1. The utility model provides a wheel hub forges mould convenient to drawing of patterns, includes mould and lower mould, goes up the mould and includes mould core (3), and the lower mould includes lower bolster (1), fixes lower mould core (2) and the cover that set up on lower bolster (1) and locates lower mould subassembly outside lower mould core (2), its characterized in that: the lower die assembly comprises a fixed ring (4) fixedly sleeved outside a lower die core (2) and a plurality of lower die blocks (5) which are positioned between the lower die core (2) and the fixed ring (4) and can be synchronously close to or far away from the lower die core (2), a gap which can be inserted between the lower die blocks (5) and the fixed ring (4) and drive the lower die blocks (5) to be close to the lower die core (2) when the upper die and the lower die are clamped is arranged outside an upper die core (3), a circular closed loop can be formed when the lower die blocks (5) are mutually close to each other, at this time, a forging die cavity (10) is formed among the upper die core (3), the lower die core (2) and the lower die blocks (5), and a pulling part which can drive the lower die blocks (5) to be far away from each other when the upper die and the lower die are opened is arranged on the lower die.

2. A hub forging die facilitating demolding as set forth in claim 1, wherein: the traction part comprises a tension spring (7) which is horizontally arranged, and two ends of the tension spring (7) are respectively connected with the inner wall of the fixed ring (4) and the outer wall of the lower module (5).

3. A hub forging die facilitating demolding as set forth in claim 2, wherein: the tension spring (7) is arranged in the middle of the lower module (5).

4. A hub forging die facilitating demolding as set forth in claim 3, wherein: a sliding groove (11) with the same position and direction as those of the tension spring (7) is arranged on the lower die plate (1), a sliding block (12) is arranged in the sliding groove (11), and the upper surface of the sliding block (12) is connected with the lower surface of the lower die plate (5).

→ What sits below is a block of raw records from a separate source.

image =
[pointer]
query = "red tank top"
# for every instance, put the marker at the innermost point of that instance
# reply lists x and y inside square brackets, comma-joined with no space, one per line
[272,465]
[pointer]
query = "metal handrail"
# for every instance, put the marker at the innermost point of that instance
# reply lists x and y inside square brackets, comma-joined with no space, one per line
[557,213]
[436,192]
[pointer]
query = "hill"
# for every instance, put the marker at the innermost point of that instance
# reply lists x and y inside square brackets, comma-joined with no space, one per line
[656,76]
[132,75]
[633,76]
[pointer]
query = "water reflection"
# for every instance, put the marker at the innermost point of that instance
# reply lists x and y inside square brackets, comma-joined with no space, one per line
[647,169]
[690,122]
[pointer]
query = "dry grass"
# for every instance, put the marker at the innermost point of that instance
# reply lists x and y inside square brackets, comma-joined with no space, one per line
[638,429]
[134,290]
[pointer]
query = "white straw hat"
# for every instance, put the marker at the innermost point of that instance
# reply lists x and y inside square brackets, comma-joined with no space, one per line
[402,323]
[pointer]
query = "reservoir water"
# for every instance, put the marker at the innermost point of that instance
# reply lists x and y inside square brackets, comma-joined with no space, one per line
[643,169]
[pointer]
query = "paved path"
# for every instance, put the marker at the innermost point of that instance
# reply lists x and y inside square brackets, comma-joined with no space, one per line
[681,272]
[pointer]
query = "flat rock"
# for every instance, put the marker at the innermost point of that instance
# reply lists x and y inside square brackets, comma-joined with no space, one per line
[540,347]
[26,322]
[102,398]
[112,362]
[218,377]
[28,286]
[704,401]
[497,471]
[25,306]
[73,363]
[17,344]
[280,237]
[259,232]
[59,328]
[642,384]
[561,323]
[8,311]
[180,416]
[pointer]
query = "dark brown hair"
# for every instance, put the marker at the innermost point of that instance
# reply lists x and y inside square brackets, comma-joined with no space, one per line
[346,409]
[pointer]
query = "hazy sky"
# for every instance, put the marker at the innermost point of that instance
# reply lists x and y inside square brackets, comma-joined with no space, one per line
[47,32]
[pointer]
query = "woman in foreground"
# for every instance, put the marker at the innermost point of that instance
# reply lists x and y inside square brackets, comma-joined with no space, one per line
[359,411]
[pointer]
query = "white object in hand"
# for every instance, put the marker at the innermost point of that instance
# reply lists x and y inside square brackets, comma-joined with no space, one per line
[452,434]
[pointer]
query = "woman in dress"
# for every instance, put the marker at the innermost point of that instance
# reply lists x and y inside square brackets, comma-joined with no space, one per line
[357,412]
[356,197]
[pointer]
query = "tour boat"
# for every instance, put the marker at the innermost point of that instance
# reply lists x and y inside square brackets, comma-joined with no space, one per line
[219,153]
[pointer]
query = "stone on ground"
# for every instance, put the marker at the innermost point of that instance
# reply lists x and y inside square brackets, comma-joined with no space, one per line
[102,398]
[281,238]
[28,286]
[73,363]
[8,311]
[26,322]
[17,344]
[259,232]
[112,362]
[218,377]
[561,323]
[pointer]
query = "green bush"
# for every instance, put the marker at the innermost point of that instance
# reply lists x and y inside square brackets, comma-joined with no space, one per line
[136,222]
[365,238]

5. A hub forging die facilitating demolding as set forth in claim 3, wherein: the driving module comprises a plurality of driving blocks (601) which are consistent with the lower modules (5) in number, the driving blocks (601) are positioned between the two lower modules (5) and block the joint of the lower modules (5) when descending, and gaps for the tension springs (7) to pass through exist between the driving blocks (601).

6. A hub forging die facilitating demolding as set forth in claim 3, wherein: the driving module is a driving ring (602), and avoidance grooves (9) through which the tension springs (7) can pass are formed in the circumferential interval of the lower end of the driving ring (602).

7. A hub forging die facilitating demolding as set forth in claim 1, wherein: the lower end of the driving module is provided with an introduction inclined plane (8) which is convenient for the driving module to be inserted between the lower module (5) and the fixed ring (4).

8. A hub forging die facilitating demolding as set forth in claim 1, wherein: the outer wall of the lower module (5) is inclined outwards from top to bottom, and the inner wall of the driving module is inclined in the same way from top to bottom.